The American effort concentrated on capturing Suribachi first, a goal that was achieved on Feb. 23, 1945, four days after the battle began, and on that day raised the American flag seen in the famous photograph, according to the online history site.

Stefanek, who recalled lying in “red water” of human blood for about five hours after being hit with machine gun fire, described the battle as “complete barbarism. It was just terrible.”

He and fellow Marines were trying to knock out an enemy fortification, or “pill box,” when a grenade landed at his feet.

“I froze, and my jacket and everything was full of holes,” he said. “I gave myself morphine.”

Stefanek said some of the explosive fragments remained in his arm until this year.

“In fact, they took some shrapnel out a couple months ago before I took an MRI,” he said.

By the end of the three-week battle to secure Iwo Jima, 6,281 U.S. troops and more than 20,000 Japanese were killed.

Marines had prepared to invade Japan’s mainland, but Aug. 6, 1945, a U.S. plane dropped an atomic bomb over Hiroshima. Three days later, Nagasaki was bombed. Soon after, the Japanese surrendered.

Stefanek lived on East Brown Street in Norristown before moving to Brightview assisted living home after being diagnosed with cancer.

His late wife Doris B. Stefanek died Feb. 10, 2008 at 86. She had the distinction of being the first female drill sergeant in the Marine Corp.

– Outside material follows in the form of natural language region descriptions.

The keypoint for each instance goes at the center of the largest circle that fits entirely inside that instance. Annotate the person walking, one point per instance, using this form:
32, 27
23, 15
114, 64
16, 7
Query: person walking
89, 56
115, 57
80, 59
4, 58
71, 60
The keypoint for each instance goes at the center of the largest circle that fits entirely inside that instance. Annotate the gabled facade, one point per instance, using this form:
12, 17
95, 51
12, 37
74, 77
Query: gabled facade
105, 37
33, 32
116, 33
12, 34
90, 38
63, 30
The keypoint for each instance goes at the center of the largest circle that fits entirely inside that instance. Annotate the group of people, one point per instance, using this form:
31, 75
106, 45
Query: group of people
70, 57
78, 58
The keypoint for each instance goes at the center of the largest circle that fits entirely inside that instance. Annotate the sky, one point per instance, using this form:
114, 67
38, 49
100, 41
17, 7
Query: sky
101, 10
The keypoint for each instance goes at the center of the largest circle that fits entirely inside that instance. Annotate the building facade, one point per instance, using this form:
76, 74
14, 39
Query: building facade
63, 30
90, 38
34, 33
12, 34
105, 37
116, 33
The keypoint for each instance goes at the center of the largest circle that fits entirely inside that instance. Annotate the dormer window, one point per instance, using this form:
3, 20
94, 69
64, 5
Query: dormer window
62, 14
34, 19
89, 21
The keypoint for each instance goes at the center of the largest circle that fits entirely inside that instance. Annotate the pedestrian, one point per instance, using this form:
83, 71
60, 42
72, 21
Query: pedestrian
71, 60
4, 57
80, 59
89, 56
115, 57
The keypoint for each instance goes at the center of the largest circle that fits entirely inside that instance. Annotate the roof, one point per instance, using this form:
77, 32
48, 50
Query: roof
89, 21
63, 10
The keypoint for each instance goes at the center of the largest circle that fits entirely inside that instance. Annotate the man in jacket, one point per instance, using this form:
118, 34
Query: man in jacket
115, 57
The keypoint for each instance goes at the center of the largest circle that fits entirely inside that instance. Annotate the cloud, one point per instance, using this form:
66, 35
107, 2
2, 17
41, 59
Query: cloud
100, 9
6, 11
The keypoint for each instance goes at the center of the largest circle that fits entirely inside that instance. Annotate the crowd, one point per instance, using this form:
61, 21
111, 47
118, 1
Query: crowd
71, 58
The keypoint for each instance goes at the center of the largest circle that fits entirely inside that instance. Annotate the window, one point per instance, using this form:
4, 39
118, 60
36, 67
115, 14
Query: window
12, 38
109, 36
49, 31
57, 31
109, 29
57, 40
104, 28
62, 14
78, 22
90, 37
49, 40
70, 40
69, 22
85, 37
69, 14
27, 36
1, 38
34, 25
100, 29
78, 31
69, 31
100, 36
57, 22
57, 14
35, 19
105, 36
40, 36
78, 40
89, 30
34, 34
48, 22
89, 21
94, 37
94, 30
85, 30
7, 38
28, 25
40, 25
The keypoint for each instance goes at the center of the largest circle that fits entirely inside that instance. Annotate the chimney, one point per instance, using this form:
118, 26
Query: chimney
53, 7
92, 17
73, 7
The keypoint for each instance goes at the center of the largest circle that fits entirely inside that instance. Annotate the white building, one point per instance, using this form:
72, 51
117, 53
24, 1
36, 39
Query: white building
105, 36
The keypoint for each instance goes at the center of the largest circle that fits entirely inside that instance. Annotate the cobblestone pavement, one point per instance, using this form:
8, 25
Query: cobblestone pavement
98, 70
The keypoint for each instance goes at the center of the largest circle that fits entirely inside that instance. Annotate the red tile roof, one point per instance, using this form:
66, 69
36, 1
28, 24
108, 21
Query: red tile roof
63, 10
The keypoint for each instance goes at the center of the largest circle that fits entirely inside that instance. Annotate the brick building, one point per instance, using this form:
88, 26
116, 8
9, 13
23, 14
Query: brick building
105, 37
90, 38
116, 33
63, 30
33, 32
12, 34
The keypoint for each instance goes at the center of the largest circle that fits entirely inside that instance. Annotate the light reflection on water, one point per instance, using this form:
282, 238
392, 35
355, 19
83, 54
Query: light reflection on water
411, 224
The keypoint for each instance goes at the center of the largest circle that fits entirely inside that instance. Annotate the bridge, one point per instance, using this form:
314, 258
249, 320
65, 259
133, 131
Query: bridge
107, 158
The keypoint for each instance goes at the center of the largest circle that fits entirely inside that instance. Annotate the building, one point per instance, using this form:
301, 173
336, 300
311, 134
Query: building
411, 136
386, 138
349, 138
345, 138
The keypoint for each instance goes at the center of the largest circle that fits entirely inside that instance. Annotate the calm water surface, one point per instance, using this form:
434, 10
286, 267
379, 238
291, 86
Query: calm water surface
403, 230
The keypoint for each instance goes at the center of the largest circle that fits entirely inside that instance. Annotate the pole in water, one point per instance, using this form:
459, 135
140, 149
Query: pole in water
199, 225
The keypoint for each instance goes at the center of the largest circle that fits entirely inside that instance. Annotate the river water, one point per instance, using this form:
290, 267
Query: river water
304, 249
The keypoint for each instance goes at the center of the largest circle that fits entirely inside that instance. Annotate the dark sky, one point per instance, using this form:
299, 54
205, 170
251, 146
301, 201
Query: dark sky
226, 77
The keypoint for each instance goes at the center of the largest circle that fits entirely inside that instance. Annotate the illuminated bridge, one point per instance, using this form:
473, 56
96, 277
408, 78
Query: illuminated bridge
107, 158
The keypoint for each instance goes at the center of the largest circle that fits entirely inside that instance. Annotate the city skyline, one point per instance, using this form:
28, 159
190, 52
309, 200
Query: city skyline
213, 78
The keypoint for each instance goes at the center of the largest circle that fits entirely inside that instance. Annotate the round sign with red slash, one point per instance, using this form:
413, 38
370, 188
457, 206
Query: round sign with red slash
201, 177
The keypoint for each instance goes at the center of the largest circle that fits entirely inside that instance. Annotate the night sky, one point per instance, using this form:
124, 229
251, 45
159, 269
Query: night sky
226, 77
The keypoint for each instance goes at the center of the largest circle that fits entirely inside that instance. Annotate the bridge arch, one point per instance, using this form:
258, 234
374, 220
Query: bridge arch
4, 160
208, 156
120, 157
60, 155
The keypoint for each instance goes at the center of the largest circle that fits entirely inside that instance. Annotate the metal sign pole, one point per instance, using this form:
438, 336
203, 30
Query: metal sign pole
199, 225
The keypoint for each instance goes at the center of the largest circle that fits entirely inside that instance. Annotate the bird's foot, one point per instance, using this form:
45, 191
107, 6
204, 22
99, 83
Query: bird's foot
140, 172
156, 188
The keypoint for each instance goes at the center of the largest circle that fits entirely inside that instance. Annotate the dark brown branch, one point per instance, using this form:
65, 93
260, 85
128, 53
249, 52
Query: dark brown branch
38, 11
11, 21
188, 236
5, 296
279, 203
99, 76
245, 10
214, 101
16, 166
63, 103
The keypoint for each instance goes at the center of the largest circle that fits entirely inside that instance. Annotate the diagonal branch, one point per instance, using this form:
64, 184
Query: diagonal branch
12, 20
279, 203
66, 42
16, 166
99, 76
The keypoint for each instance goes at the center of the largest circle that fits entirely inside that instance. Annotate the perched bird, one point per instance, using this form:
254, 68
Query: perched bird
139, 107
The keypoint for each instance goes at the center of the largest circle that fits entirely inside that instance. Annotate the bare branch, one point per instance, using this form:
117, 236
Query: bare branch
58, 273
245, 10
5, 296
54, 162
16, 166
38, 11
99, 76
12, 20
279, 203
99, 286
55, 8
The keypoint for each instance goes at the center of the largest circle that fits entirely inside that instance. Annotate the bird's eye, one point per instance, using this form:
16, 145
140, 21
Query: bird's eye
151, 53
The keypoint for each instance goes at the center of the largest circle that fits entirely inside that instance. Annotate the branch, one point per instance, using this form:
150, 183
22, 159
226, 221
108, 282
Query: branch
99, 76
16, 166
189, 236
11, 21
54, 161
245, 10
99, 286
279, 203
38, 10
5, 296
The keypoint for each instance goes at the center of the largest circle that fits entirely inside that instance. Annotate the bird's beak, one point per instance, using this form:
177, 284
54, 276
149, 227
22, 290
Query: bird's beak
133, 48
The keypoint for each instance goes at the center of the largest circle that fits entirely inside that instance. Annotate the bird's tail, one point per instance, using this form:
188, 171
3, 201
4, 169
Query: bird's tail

Guy Anhorn, who videotaped Stefanek this spring on DVD, learned that his picture was on the wall of the National Museum of the Marine Corps and in the book, “Flags of Our Fathers.”

Though the veteran had been reluctant to talk about the war for years, with the urging of his nephew Ted Monaco, a retired Navy captain, he agreed to share his story with Anhorn for the Veterans’ History Project.

Anhorn said Stefanek earned medals for carrying the survivors of his squad back to safety after a voracious firefight that left many dead.

Besides nephew Ted Monaco, brother-in-law Tony Monaco and another nephew, Chris Monaco, live in the local area. Stefanek’s grandson, U.S. Army Sgt. Michael J. Alfonse, recently returned from Iraq.